Judge Recommends Marine Mammal Control Be Returned to State — An administrative law judge has recommend that the management of polar bears, walruses, sea otters and six other marine mammal species be returned to the State of Alaska. Under Judge Malcolm Littlefield’s June 30 recommendation, a moratorium imposed in 1972 on taking and importing these animals, except for scientific research, public display, and Native subsistence should be waiver, and management of their population should again become the state’s responsibility. Notice of the recommended decision was published in the Federal Register on July 20. The decision is now being reviewed by the two directors of the federal agencies with marine mammal jurisdiction. Interior’s U.S. Fish and Wildlife Service and the Commerce Department’s National Marine Fisheries Service and the Commerce Department’s National Marine Fisheries Service. Each of the two agency heads will then announce his own decision. The Fish and Wildlife Service had jurisdiction over polar bears, walruses and sea otters, and the National Marine Fisheries Service had responsibility for beluga whales, ringed seals, bearded seals, harbor seals, northern sea lions, ribbon seals and largha seals.
The River: The Way It Was —The Quickstep,”a stern wheeler, came from Nome after the gold rush there was concluded. There was some thought at first about keeping it in Nome and making a hotel out of it before it was brought to the Kuskokwim by the Kuskokwim Commercial Co. En route from Nome it burned out one of the boilers and barely staggered up to Bethel. It was refurbished with a new boiler and ran between Bethel and McGrath carrying freight.
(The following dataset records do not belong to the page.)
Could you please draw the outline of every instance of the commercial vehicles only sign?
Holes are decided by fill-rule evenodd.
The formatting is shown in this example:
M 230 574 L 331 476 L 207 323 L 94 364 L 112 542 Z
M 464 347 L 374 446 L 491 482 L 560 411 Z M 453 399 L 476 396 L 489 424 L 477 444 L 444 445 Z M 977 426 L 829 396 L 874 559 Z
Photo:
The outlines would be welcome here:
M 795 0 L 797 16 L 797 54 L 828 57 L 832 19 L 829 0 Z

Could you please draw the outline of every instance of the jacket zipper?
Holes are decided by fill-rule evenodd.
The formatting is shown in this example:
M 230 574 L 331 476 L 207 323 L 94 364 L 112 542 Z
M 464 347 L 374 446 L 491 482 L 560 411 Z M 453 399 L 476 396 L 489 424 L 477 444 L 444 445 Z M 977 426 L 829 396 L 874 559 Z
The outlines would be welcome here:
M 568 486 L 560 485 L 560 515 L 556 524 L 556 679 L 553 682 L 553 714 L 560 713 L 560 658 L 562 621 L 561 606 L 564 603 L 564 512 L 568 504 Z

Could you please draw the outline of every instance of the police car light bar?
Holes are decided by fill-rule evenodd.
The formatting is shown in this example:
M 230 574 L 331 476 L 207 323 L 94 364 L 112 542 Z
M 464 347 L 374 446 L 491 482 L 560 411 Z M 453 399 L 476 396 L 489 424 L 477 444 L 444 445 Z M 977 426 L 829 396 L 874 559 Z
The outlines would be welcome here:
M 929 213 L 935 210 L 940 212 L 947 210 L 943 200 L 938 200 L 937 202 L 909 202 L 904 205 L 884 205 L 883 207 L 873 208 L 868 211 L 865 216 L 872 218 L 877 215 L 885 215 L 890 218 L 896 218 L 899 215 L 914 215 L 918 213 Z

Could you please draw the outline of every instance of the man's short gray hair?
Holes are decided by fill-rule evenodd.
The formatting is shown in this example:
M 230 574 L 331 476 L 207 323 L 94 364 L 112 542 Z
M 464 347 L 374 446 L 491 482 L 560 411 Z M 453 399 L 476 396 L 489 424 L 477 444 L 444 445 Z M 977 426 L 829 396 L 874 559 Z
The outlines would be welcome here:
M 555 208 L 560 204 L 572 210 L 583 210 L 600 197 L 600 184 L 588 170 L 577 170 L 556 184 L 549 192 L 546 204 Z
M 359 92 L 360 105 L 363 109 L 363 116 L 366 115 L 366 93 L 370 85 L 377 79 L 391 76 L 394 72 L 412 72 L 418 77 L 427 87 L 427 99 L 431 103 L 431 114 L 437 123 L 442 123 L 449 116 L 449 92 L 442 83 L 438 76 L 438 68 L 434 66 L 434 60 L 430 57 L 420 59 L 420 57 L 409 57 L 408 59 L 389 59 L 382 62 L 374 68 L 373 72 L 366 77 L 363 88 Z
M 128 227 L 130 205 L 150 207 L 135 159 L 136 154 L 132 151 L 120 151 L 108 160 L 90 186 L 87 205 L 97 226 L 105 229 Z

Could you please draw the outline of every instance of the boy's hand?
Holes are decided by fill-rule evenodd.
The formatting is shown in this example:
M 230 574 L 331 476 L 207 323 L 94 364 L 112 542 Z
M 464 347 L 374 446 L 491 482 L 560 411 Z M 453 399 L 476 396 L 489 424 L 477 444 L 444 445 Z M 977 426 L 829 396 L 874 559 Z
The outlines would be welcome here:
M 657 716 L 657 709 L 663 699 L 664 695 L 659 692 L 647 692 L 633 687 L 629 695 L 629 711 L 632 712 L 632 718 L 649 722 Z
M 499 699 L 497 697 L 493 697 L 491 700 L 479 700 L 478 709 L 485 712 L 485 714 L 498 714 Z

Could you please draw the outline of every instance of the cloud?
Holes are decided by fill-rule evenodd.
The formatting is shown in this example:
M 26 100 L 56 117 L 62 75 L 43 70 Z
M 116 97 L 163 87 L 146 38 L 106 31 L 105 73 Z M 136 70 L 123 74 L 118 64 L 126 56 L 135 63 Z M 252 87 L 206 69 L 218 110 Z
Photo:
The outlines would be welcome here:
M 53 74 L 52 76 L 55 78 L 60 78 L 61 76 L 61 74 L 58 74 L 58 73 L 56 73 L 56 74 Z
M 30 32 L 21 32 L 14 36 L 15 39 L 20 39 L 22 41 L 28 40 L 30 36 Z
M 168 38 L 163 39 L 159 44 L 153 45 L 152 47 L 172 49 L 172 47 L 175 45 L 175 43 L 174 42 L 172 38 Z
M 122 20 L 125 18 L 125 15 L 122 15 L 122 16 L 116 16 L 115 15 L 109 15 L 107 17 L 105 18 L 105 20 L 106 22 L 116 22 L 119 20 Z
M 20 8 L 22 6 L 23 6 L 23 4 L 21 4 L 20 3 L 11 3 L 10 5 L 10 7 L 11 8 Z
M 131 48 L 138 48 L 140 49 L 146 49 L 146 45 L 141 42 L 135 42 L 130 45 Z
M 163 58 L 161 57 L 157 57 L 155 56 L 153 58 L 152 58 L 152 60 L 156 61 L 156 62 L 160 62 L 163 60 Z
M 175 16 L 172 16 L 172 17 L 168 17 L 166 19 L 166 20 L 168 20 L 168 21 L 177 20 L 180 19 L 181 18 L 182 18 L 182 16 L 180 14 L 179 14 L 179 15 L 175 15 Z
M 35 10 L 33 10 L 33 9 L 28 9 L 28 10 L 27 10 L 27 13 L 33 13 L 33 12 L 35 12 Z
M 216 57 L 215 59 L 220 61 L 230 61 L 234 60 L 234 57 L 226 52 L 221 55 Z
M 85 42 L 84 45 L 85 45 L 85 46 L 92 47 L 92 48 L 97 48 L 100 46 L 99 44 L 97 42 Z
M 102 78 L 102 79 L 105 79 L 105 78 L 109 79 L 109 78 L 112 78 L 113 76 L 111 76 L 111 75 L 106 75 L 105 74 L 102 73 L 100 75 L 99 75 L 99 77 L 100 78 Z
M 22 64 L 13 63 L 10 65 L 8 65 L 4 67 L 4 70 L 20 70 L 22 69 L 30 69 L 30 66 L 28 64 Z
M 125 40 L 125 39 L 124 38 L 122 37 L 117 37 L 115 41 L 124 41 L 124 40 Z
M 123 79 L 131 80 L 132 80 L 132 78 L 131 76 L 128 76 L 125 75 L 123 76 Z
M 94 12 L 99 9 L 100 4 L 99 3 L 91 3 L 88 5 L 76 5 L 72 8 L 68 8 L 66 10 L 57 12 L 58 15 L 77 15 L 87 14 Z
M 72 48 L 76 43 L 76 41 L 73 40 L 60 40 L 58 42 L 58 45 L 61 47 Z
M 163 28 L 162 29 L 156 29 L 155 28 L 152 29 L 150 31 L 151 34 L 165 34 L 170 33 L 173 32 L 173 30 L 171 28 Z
The Quickstep drew about 2.5 feet of water and burned wood. People along the river were contracted during the winter to cut wood in preparation for the summer shipping. Having been brought to the region about 1910 it was sold in 1926 to the Alaska Navigation Company. The Bender Brothers was a ship registered for 240 tons that ran between Seattle and the Kuskokwim River. Although it carried supplies north for settlements on the river, its mission was to serve the shipping needs of a salting station at Apokak, on the south bank just below Eek Island. King salmon were salted and shipped down to the states. Apokak remained in operation until a very high tide washed the salting station away. They never rebuilt it.